Not too far from its star, not too close. So it could contain liquid water. The planet itself is neither too big nor too small for the proper surface, gravity and atmosphere.
It is just right. Just like Earth.
"This really is the first Goldilocks planet," said co-discoverer R Paul Butler of the Carnegie Institution of Washington.
The new planet sits directly in the middle of what astronomers refer to as the habitable zone, unlike any of the nearly 500 other planets astronomers have found outside Earth's solar system. It also is in Earth's galactic neighbourhood, suggesting that plenty of Earth-like planets circle other stars.
Finding a planet that could potentially support life is a major step towards answering the timeless question: Are we alone?
Scientists have jumped the gun before on proclaiming that planets outside Earth's solar system were habitable only to have them turn out to be not quite so conducive to life. This one, however, is so clearly in the right zone that five outside astronomers told The Associated Press it seems to be the real thing.

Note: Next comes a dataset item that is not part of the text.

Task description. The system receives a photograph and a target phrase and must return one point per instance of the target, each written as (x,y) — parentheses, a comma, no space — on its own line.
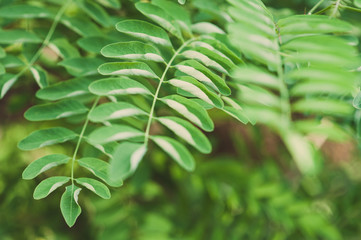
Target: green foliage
(119,89)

"This is the first one I'm truly excited about," said Penn State University's Jim Kasting. He said this planet is a "pretty prime candidate" for harbouring life.

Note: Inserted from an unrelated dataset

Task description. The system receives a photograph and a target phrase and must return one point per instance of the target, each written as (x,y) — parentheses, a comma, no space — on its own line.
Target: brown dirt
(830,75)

Life on other planets does not mean ET. Even a simple single-cell bacteria or the equivalent of shower mould would shake perceptions about the uniqueness of life on Earth.
But there remain many unanswered questions about this strange planet. It is about three times the mass of Earth, slightly larger in width and much closer to its star - 14 million miles away versus 93 million. It is so close to its version of the sun that it orbits every 37 days. And it does not rotate much, so one side is almost always bright, the other dark.